Roaring diesel generators are mainstays for an industry that needs quick access to power for camera equipment, lights and monitors.
But Portable Electric’s silent, emissions-free electric generators began turning heads in the Canadian film industry after being showcased at the Crazy8s film festival in Vancouver in early 2017.
The devices – a 50-kilogram, 2.8-kilowatt-hour battery and a 136-kilogram, 5.6-kilowatt-hour battery – plug into walls to recharge or else use solar power for remote locations.
This past summer the Vancouver-based company signed a deal to deliver nine of its electric generators to Sim International Inc., a supplier of studios, production equipment and post-production services to the film industry.
Sim has support hubs in Los Angeles, Vancouver, Toronto, New York and Atlanta.
“When I imagine the way we once did things 30, 20, 10 years ago, and I consider a [scenario] in which we didn’t change, I think that … we’d be destructive to our communities had we not changed. That if we still existed, we would be seen as a dinosaur on our way out,” said Eleanor O’Connor, Sim’s president of studio, lighting and grip.
“We can partner with [Portable Electric] and work with them in managing some of the design so that it works well for film and television. And they’re open to our suggestions – and there have been many.”
Portable Electric began manufacturing electric generators in Vancouver in 2016 with the main intention of supporting large events.
Recently, the devices were used for a 10-day shoot in a moving bus and a live shoot in an active hospital ward.
Both locations aren’t conducive for the diesel generators typically used in the industry.

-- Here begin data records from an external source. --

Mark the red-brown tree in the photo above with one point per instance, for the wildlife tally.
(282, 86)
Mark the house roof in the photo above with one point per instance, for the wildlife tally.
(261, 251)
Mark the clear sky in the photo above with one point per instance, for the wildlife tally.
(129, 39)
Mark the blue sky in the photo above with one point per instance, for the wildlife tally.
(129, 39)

But Rabin said his electric generators were able to supply all the power needed for cameras, monitors and lighting.
“We see a big opportunity to take what we’re doing here in terms of sustainability and take it to the rest of North America,” he said, adding Portable Electric is on track to begin supplying crews in Europe by year’s end.

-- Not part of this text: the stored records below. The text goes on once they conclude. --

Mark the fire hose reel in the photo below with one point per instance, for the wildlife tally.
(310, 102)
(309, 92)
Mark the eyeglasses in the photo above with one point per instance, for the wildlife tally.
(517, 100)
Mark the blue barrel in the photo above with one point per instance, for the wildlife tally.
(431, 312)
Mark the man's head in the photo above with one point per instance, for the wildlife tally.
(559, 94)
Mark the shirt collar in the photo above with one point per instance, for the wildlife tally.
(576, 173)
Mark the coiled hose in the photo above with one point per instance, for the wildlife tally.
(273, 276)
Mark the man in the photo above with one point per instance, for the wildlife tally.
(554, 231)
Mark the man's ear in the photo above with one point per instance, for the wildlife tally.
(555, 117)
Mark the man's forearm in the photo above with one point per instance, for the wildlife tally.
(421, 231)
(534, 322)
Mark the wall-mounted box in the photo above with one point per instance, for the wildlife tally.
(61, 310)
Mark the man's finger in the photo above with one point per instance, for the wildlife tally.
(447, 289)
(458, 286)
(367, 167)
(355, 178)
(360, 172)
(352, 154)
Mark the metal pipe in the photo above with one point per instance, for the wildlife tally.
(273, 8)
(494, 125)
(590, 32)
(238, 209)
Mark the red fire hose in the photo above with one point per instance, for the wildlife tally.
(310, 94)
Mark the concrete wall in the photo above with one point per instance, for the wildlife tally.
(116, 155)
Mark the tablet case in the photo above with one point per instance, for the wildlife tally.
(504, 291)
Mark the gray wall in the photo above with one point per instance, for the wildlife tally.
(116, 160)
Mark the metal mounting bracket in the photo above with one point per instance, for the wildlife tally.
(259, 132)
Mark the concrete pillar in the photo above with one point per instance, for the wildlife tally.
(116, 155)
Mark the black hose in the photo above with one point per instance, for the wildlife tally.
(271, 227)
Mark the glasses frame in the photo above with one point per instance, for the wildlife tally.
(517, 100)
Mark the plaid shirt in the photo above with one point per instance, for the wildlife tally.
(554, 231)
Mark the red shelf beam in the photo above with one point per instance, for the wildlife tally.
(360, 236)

Meanwhile, Jacqueline Dupuis, executive director of the Vancouver International Film Festival (VIFF), said the economic case for sustainable practices within the local industry has been getting stronger.
This year VIFF is hosting a Sustainable Production Forum to push industry leaders to adopt green practices.
“There is a strong business case for sustainability. It may not pay off in the short term, but it does certainly pay off in the long term,” Dupuis said.
Portable Electric claims that the cost of renting its devices is comparable to renting a diesel generator once fuel costs are accounted for.
And as a long-term investment, the company touts that the electric devices won’t have maintenance costs anywhere near what diesel generators require.
“It really makes sense,” Dupuis said. “It’s just really the culture that needs to shift around it to actually move the agenda forward.”